It is only 7:50 when I finish, so I stop the elevator between the fifth and sixth floors and read the newspaper for the final ten minutes of my shift. While changing in the locker room, I overhear the Board meeting next door. They are discussing a possible increase in the tenants’ maintenance fees to pay for lobby renovations. I laugh to myself, knowing how violently opposed many of the tenants will be to this proposal.

Disputes between tenants are a fact of life in apartment buildings, but in the last year, inter-tenant relations have become dangerously strained; and in a building full of lawyers things can get ugly. Back in the spring, there was almost a bloody coup d’etat when the Board decided, without consulting the other tenants, to allow those who wanted to replace their windows to do so. This was seen by many as an act of war.
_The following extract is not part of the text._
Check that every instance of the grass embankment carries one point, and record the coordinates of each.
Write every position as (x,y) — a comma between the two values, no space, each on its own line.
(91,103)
The building was truly a house divided. The pro-choice insurgents argued that the current windows were ugly and didn’t keep out the cold. The conservationist camp screamed that the main reason they bought into the building was its beautiful Art-Deco design, the integrity of which would be hopelessly compromised if people could just put in any windows they wanted, without regard to the overall aesthetic.

There were accusations of conflicts of interest, lawsuits were threatened, some tenants demanded the whole Board be ousted for making such a momentous decision without putting it to a building-wide vote. When it was finally voted on, the conservationists won in a landslide, and two of the Board members were replaced.

The warring factions are usually divided along generational lines. The younger, more recently arrived tenants have made a great deal of money in a very short time. A few years ago, these people wouldn’t even have considered living anywhere east of Lexington, but everyone was getting so rich in the late 90s that there just weren’t enough available apartments on Park and Fifth. So, forced to settle for a less prestigious address, these people are compensating by turning their new homes into palaces. They are the ones who are leading the charge for the new lobby. They also want to expand the gym and hire a concierge.

The older people in the building, who have made less money over a much longer period of time, are offended by the brashness of their new neighbors and do not see the need for such frills. Another frequent complaint of the old guard is the noise and dust from the constant construction going on in the ever expanding apartments of the inconsiderate newcomers. The Sterns in 14A will soon be the Sterns of 14A and 14B. Mr. Stabile in 17C has bought 18B and 18C and is going to convert the three apartments into a giant duplex. The older tenants were outraged that the Board approved the plan. When bitching to me in the elevator about Mr. Stabile and his ilk, 17A compared them to another group of notorious land grabbers.

Now, comparisons to the Nazis are definitely overblown and in bad taste. And yet, I can’t help thinking that these ultra-rich young tenants share a certain hyper-developed sense of entitlement common to conquerors throughout history. That they peacefully satisfy their lust for Lebensraum by buying out the guy next door and knocking down a few walls rather than by invading Poland is–as far as their bitter, envious neighbors are concerned–a distinction of little significance.